Christian groups in the Philippines have filed criminal complaints against a drag queen who performed a rock version of the Lord's Prayer while costumed as Jesus Christ.
The complaints filed with prosecutors accuse Pura Luka Vega, age 33, of "desecrating their religious faith and patron."
A viral video of a beardless Luka performing the verse in Filipino caused an uproar last month. Luka argued that their performance was artistic.
They have previously performed as Jesus, but their most recent performance gained attention when Luka posted a video of it on social media.
It infuriated the profoundly religious nation, where church leaders and legislators deemed the performance to be "blasphemous."
The Philippines for Jesus Movement, composed of Protestant church leaders, filed the first criminal complaint with the Manila Prosecutor's Office at the end of July. Article 201 of the country's penal code bans indecent publications, exhibitions, and performances.
Luka was charged with violating this provision. This week, a second complaint was filed by the Catholic organization Nazarene Brotherhood. Prosecutors have not yet announced whether they will file a case.

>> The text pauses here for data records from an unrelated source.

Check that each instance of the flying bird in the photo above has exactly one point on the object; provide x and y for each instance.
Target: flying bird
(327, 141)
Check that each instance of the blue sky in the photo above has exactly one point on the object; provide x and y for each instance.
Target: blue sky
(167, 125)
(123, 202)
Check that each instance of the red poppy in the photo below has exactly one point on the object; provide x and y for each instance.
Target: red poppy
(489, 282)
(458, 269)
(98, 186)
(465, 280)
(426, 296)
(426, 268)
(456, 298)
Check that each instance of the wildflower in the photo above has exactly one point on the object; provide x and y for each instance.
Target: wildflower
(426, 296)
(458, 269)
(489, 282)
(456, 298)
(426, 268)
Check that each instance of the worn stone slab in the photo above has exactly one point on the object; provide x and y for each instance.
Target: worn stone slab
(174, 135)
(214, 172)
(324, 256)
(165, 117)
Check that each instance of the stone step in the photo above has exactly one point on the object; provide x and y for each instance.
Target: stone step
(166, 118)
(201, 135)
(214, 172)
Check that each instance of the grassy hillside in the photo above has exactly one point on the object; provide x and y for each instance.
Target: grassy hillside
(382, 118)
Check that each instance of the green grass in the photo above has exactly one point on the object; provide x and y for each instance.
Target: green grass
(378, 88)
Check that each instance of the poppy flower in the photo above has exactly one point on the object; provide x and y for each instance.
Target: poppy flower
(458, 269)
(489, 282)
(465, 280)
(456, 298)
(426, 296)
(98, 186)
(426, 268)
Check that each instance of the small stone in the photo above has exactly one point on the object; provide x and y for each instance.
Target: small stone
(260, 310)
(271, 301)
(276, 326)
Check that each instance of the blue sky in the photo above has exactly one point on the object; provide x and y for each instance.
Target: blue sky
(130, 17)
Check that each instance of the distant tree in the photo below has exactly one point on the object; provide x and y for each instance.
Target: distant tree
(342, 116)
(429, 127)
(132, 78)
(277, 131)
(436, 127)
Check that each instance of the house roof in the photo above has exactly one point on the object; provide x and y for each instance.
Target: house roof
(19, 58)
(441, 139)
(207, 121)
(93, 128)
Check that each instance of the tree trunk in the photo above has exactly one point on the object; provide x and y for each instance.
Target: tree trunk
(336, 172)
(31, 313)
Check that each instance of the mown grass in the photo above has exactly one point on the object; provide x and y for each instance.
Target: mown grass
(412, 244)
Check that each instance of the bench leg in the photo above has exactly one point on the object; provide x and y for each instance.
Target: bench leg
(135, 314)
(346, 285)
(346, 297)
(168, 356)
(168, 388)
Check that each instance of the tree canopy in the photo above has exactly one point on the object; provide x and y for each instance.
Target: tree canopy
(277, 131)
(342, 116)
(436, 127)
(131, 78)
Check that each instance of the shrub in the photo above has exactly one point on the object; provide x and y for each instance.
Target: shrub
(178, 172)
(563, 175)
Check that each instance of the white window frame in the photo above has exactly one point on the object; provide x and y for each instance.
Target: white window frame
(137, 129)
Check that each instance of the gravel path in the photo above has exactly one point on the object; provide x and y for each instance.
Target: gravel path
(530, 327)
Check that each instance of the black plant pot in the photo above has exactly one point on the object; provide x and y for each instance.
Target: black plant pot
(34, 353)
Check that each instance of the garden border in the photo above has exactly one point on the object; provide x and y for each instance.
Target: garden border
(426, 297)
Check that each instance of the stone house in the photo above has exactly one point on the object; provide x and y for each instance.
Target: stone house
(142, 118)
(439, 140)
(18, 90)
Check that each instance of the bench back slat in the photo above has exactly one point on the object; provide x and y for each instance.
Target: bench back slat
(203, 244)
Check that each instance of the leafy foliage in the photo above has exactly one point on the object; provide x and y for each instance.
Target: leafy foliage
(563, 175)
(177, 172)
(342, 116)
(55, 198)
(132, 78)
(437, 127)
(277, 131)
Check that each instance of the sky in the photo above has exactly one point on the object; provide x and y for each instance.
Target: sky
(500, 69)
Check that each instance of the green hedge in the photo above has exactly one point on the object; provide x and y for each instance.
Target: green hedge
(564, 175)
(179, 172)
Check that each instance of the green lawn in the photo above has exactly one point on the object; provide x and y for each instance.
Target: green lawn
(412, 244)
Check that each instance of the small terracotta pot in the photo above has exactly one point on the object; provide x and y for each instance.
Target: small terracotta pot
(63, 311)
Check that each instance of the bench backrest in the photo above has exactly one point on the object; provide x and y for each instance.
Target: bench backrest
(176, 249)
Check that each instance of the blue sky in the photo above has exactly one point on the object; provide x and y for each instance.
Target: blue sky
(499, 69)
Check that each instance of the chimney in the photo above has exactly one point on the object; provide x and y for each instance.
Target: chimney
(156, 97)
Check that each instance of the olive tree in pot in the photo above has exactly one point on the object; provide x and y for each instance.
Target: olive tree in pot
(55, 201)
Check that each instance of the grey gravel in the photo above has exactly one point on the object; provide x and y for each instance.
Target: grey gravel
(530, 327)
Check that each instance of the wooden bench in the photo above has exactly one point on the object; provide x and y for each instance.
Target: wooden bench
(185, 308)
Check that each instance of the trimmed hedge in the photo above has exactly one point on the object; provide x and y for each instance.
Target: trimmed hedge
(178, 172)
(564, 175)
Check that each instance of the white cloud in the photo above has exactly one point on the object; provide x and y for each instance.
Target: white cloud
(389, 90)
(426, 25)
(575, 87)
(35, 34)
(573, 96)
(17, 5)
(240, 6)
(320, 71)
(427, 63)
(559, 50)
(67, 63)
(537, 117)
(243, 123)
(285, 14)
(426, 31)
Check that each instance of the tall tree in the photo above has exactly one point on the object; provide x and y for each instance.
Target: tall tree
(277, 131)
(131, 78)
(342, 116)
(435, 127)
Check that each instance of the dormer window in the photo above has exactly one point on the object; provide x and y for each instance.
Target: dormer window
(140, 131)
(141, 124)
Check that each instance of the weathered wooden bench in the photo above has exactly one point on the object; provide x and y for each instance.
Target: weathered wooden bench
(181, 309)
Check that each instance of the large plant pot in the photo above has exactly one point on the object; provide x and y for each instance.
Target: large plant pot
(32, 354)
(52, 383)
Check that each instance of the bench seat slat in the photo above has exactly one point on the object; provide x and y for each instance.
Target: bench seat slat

Nearly 80% of the population of the Philippines, a former Spanish colony, identifies as Roman Catholic, according to the most recent poll conducted in February.
After the video went viral, many cities, including the capital Manila, declared Luka "persona non grata," a symbolic declaration that they were no longer welcome.
While this does not prevent Luka from entering these cities, it has caused them to lose employment, as clubs have canceled scheduled performances. Most drag queens, such as Luka, make a livelihood by performing in nightclubs.
Drag queens in the United States have primarily performed as comedians for decades, impersonating vocalists and actresses and delivering jokes in stand-up shows, often at the expense of the audience.
Luka is part of a new generation of drag queens who challenge the limits of free expression through their performances.
However, according to sources, Father Jerome Secillano, a spokesman for the Catholic Bishops' Conference of the Philippines, believes that reverence is an integral part of any statement of religion.
"I am aware that Pura Luka Vega stated that it was art... "What they did was an insult to our religion," he said. We consider the act itself to be objectionable, regardless of whether it is committed by a man, a woman, or a member of the LGBTQ community.
Luka apologized to those who were offended by the Jesus act, but defended their right to express their religious beliefs.
Dulcinea Zulueta, who works with Luka, said, "What people do not realize is that Luka grew up with a religious background and still practices their faith in their own way."
Ms. Zulueta claims that both of them have received death threats: "I was labeled a criminal accomplice simply because I supported Luka. Pastors have sent us messages stating that we are destined for damnation.
In the past, other Filipino artists have been criticized for performances or works of art deemed offensive to the Christian faith by some. A 2011 installation by the visual artist Mideo Cruz that featured crucifixes and phallic symbols attracted the ire of the Catholic church.